Какого черта?! Это же не поединок, где изыскиваешь слабости и страх в самом суровом взгляде. И не сделка, чтобы схватить за ворот, едва шельмовство мелькнет где-то в глубине зрачков, оповестив едва различимым прищуром…

Скиера и Филин удивились той поспешности, с которой Карнаж выскочил из ночной темноты, как черт из табакерки, напугав привязанных у повозок коней. Пристроив свою лошадь и пожелав всем с деланным ран'дьянским акцентом, особенно заметным в фивландском языке, доброго аппетита и спокойной ночи, «ловец удачи» завалился спать прямо на траве, подложив под голову седло.

Дуэргар, как мог, постарался успокоить сидящих вокруг костра сотрапезников. У них кусок застрял в горле, глаза от изумления вылезли из орбит, а кинжалы на несколько дюймов из ножен.
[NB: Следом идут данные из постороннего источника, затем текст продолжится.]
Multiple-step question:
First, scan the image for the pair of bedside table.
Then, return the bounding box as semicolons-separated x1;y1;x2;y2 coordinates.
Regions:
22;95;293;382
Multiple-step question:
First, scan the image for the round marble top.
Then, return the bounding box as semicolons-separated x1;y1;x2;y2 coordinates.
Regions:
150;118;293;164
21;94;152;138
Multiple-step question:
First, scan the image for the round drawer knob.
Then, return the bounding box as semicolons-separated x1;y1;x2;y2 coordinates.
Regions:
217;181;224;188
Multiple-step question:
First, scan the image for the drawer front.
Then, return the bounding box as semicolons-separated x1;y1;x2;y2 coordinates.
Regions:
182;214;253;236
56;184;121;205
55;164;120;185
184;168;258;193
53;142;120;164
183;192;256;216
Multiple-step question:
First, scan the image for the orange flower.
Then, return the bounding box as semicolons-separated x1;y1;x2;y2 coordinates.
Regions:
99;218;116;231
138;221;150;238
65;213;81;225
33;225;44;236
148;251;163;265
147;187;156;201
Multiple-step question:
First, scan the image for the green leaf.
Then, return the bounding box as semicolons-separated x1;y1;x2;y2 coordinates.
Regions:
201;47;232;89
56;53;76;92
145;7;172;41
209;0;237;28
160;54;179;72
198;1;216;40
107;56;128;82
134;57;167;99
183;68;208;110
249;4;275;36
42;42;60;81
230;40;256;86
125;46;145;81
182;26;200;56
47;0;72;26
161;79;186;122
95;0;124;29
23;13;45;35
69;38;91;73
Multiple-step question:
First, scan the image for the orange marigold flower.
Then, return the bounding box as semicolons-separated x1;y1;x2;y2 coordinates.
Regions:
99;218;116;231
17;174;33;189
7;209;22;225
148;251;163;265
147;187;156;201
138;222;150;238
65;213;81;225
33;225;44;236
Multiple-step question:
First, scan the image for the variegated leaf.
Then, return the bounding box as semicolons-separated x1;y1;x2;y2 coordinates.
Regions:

Дело в том, что, до последнего момента, не то, что люди, животные не заметили приближения полукровки.

— Зачем он говорил с этим идиотским акцентом? — шепотом спросила Скиера у Филина.

— Да ладно тебе, — ответил дуэргар, — Неплохая уловка. С ран'дьянцами никто не любит связываться, неважно, где встретит. Сама знаешь, эти «коренные» снискали себе скверную репутацию. Мало кто любит тех, кто умеет поглощать чужие жизненные силы. Сам я с ними не сталкивался, но зато видел какие штучки иногда выкидывал подростком Карнаж. Впечатляет. Хорошо хоть чистокровные редко колесят по Материку, а сидят себе в туманных долинах на жутких деревьях. Ты, наверное, видела такие?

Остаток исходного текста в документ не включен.